Maj. G. Smythe-Whippit wrote on September 3rd, 2008 8:10 pm :

Hear hear! I, for one, am both relieved and delighted to hear a common-sense approach to security put forward at long last.

I learned these very same principles as a young whipper-snapper in Uttar Pradesh, trying to get into the gun cabinet which my father used to lock up so assiduously every evening. It had a fifteen-lever lock manufactured by Thrubb and Co. of Ealing, and the resulting key was so enormous the Old Man could hardly fit it into his jodhpurs without causing a social scandal. It made no difference, of course: I simply promised the punkah-wallah a bottle of father’s finest Scotch to retrieve said key from the trousers, and later disposed of a pair of pater’s Purdeys in the bazaar in exchange for a rather spirited pet monkey.

This same common sense approach has stood me in good stead ever since, and is quite good enough for the entire nation’s youth of today.

Guy Herbert wrote on September 3rd, 2008 10:30 pm :

Sir Bonar,

You make great play of the fact that ContactPoint will be secure becuase no-one knows how it works. I imagine therefore that it is part of the strategy that members of the public do not know about it at all, and teachers (for example) see it only as another piece of recording and reporting for the DCSF that forms the core competence for their position as key workers. Could you outline the sophisticated communications strategy that has been used to make sure so few people have even heard of it?

Fred Perkins wrote on September 4th, 2008 9:59 am :

Sorry, Sir Bonar, but while being a devout supporter of ID Cards etc (so I don’t classify as a self-righteous civil rights troublemaker), I have little sympathy with your complaint.

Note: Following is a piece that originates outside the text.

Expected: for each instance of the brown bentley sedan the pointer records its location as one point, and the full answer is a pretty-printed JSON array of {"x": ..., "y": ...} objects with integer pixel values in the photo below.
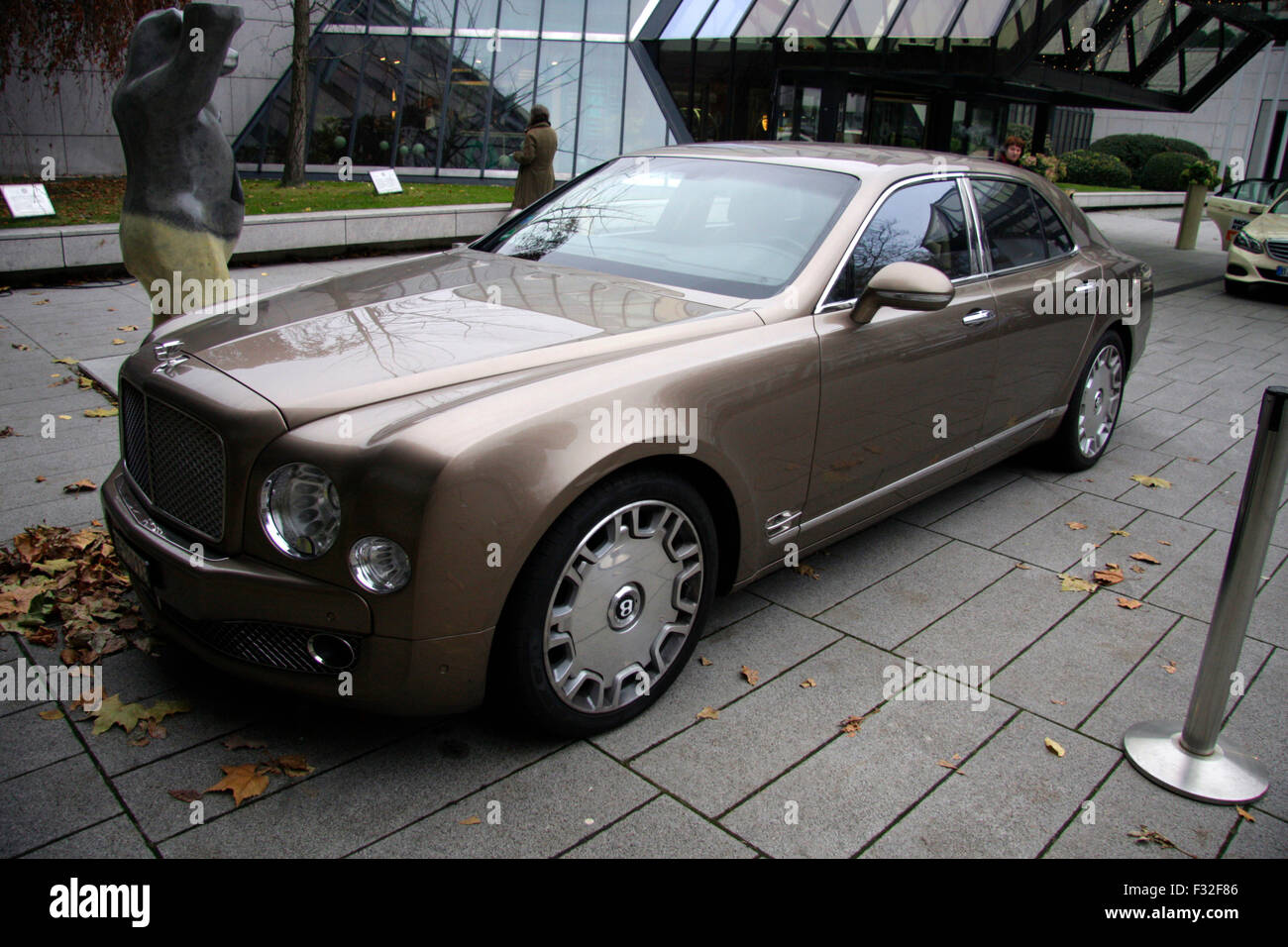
[{"x": 524, "y": 468}]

To say that you need to keep the security details “secret”, and at the same time that “only” 330,000 accredited and vetted public servants will know the details is, frankly, a farcical statement to make, and implies a basic lack of understanding as to how basic security can and should be implemented.

You are, I’m afraid, suffering the fallout from the effect of years of government “trust us…” statements, which have lost virtually all credibility with the public, not just from “troublemaking” NGOs.

This country has a long way to go to fully engage with FoI and begin to appreciate just how much it can make for better, stronger and trusted government(it took 20 years in Canada). FoI is NOT the enemy of “security”. But if the public is not able to see that the job has been done properly, trust will never be achieved.

This doesn’t mean revealing details as to how anyone can access records and personal details.

But it does mean, for starters, demonstrating how those 330,000 “accredited and vetted public servants” do NOT have unnecessarily wide and unrestricted access to ContactPoint data.

TechMan wrote on September 4th, 2008 10:51 am :

Sir Bonar’s is the voice of common sense. We experts in the ICT industry welcome the fresh, honest and rational approach he brings. The cheese-eating sandal wearers (or is that sandal-eating cheese wearers?) need to recognise that the State nationalising all aspects of our children’s personal information is the only way to safeguard our liberties. But this is not only about childen. We should also nationalise all aspects of everyone’s personal information. It is a model that we know works. And is the only way we will stop Crime, Terrorism and Other Nasty Things happening. This is why Intellect and others have long proposed that the guidance given in ISO/IEC 00001984 (author: G. Orwell) become mandatory in UK Government ICT procurement. In the meantime Sir Bonar, we collectively raise our noses from the trough to salute you.